Merita una riflessione ex post l’ultima fatica di Massimiliano Civica e Armando Pirozzi, Premio Ubu 2017 (ex aequo) per la drammaturgia.
Due attori in scena, Alberto Astorri e Luca Zacchini, a misurarsi coi rispettivi personaggi in una dialettica innescata sia dai drammaturghi sia dal regista. In rotta di collisione, due universi remoti: quello paranoico di Velonà, annoiato e disilluso docente universitario al tramonto, e quello più borderline di Nino, giovane ladro, marito e poi padre, digiuno di lettere, ma pure di pane, estraneo alle elucubrazioni solitarie del kafkiano professore.
Un tavolo, bianco, due sedie, rosse: semplicità che è quasi nudità, ostentata, così come quelle del disegno luci, uno statico rettangolo rischiarato, e dei cambi-scena, a vista, che frazionano, con asettica chirurgia, la lunga parabola temporale delle irruzioni del mariuolo nella solitudine domestica del professore. I salti temporali sono indicati da minuti aggiustamenti nell’asciutta recitazione degli attori, nei cambi di costume, a vista, che interrompono il flusso di coscienza delle parole: nello spettatore, sono ripetute le sconnessioni in rapporto sia al tempo della storia sia a quello del racconto. Motore del dramma, il ritrovamento, da parte di Nino, di alcune poesie che stimolano a tal punto la propria sensibilità da condurlo al mutamento; si convince, così, che se leggerà alla moglie in coma i versi scovati, potrà salvarla dalla fine imminente.
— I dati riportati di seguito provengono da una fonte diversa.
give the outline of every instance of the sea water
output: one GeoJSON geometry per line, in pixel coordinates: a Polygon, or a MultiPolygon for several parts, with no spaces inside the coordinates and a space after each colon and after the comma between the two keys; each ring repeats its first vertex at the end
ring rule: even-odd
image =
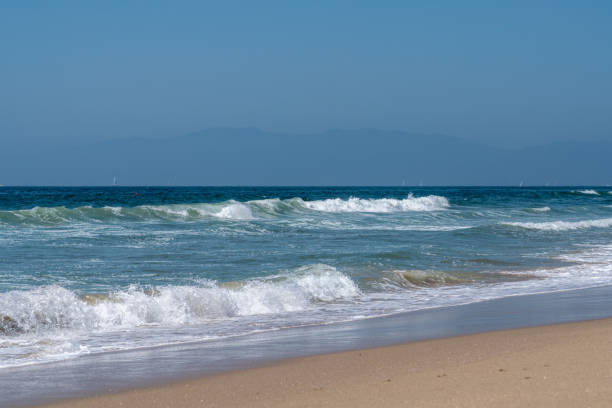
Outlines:
{"type": "Polygon", "coordinates": [[[609,285],[611,191],[2,187],[0,368],[609,285]]]}

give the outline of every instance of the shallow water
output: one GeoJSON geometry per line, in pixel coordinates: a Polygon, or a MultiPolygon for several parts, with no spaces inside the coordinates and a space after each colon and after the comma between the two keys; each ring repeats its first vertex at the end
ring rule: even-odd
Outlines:
{"type": "Polygon", "coordinates": [[[0,367],[612,278],[609,188],[0,188],[0,367]]]}

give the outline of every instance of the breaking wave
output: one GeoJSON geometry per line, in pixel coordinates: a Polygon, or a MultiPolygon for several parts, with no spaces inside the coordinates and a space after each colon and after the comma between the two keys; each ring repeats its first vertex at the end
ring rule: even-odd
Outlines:
{"type": "Polygon", "coordinates": [[[550,211],[550,207],[548,206],[544,206],[544,207],[533,207],[529,209],[530,211],[534,211],[534,212],[548,212],[550,211]]]}
{"type": "Polygon", "coordinates": [[[587,189],[587,190],[578,190],[578,193],[582,193],[582,194],[590,194],[590,195],[599,195],[599,193],[595,190],[592,189],[587,189]]]}
{"type": "Polygon", "coordinates": [[[612,227],[612,218],[585,221],[507,222],[503,225],[542,231],[569,231],[583,228],[609,228],[612,227]]]}
{"type": "Polygon", "coordinates": [[[0,335],[201,324],[307,310],[359,294],[350,278],[323,264],[299,268],[291,275],[231,284],[204,281],[198,286],[130,287],[105,295],[79,296],[52,285],[1,293],[0,335]]]}
{"type": "Polygon", "coordinates": [[[193,203],[168,205],[141,205],[136,207],[91,207],[76,208],[34,207],[27,210],[0,211],[0,224],[53,226],[72,222],[103,223],[108,221],[189,221],[205,218],[249,221],[270,216],[279,216],[303,211],[328,213],[371,212],[390,213],[404,211],[438,211],[449,207],[445,197],[429,195],[405,199],[362,199],[305,201],[299,197],[281,200],[278,198],[239,202],[229,200],[221,203],[193,203]]]}
{"type": "Polygon", "coordinates": [[[394,198],[367,199],[351,197],[347,200],[331,198],[320,201],[304,201],[303,206],[323,212],[373,212],[391,213],[404,211],[440,211],[450,206],[446,197],[429,195],[414,197],[410,194],[403,200],[394,198]]]}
La messinscena è prepotentemente minimalistica: la vicenda viene destrutturata in una diegesi lineare, con un’operazione registica di ulteriore condensazione per un testo già di per sé assai scarnificato. Al contempo, la sfida di Civica-Pirozzi sembra quella di inscrivere, all’interno di un’estrema sintesi formale, una riflessione profonda sugli impulsi vitali e salvifici insiti nell’arte, nella poesia, nel teatro; impulsi, però, ignorati da una società malata di fretta e distrazione. Si delineano, così, gli orizzonti di un traguardo del quale razionalmente s’intravedono i contorni, ma la sensazione è quella di un’ostinata messa a fuoco, ex ante, ai limiti del pretestuoso, al di là del nobile obiettivo. Il personalissimo dubbio è che lo spettacolo risulti più un esercizio di stile, tanto colto e studiato, quanto compiaciuto.
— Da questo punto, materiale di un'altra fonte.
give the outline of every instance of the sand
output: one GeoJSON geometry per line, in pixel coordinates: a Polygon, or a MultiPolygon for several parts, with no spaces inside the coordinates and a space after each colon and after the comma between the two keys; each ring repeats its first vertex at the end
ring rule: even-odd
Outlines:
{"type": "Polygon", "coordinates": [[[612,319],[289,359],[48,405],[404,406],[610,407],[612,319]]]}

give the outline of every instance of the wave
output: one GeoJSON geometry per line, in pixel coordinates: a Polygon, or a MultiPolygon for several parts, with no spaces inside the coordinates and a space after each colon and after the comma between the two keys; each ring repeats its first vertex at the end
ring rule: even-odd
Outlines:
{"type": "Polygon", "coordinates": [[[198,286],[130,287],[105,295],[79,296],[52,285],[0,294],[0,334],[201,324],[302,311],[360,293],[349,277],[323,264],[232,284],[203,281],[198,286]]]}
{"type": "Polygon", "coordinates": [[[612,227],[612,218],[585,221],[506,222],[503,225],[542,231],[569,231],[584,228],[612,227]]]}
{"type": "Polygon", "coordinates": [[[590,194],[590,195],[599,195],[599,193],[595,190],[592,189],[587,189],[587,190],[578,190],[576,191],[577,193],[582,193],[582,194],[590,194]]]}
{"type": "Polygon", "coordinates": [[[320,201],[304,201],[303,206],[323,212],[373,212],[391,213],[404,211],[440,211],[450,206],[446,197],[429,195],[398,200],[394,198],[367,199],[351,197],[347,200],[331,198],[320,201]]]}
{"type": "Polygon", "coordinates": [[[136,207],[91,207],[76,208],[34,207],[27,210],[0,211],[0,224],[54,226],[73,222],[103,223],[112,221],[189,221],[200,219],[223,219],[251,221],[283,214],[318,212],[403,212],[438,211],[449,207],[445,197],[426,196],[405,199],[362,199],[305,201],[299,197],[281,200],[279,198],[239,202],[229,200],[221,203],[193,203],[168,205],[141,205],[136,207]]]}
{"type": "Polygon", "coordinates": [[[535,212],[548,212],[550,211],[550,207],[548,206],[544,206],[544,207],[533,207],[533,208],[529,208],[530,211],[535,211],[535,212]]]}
È, questo, un quaderno da sfogliare in soli cinquanta minuti e che vorrebbe provocare lo spettatore, sfidarlo a individuare in un tessuto drammaturgico e registico impalpabile, come fosse di seta, il complesso groviglio relativo alle profonde motivazioni dell’estetica, quasi invitandolo a trovare il proprio personale bandolo della matassa, decodificando e attribuendo simbologie non del tutto immediate.
È possibile, ci chiediamo, esprimere ciò che ha provato a dire (riuscendoci) Virginia Woolf, nella Lettera ad un giovane poeta così come nel magma pulsante di un’estesa e vasta opera letteraria, condensare tutto ciò in un solo atto unico a suo modo definitivo?
Il risultato di questa ambiziosa operazione pare, piuttosto, la visione complessiva e frammentaria di una breve sequenza di episodi, di sketch che rischiano di elidersi, sino a diventare trasparenti, anziché richiamare emozionalmente lo spettatore alla complessa stratificazione di decenni, o addirittura secoli, di questioni centrali di estetica dell’arte, della lettaratura, della poesia e della creatività in generale. Ciò che ricordo, invece, a una certa distanza dalla visione, è la presenza in scena, così centrale, in senso sia visivo sia cromatico, di arance che rotolano per poi essere spremute, elemento comune pure all’ultimo lavoro di Korsunovas, Winter, approdato anch’esso al Fabbricone circa due primavere fa.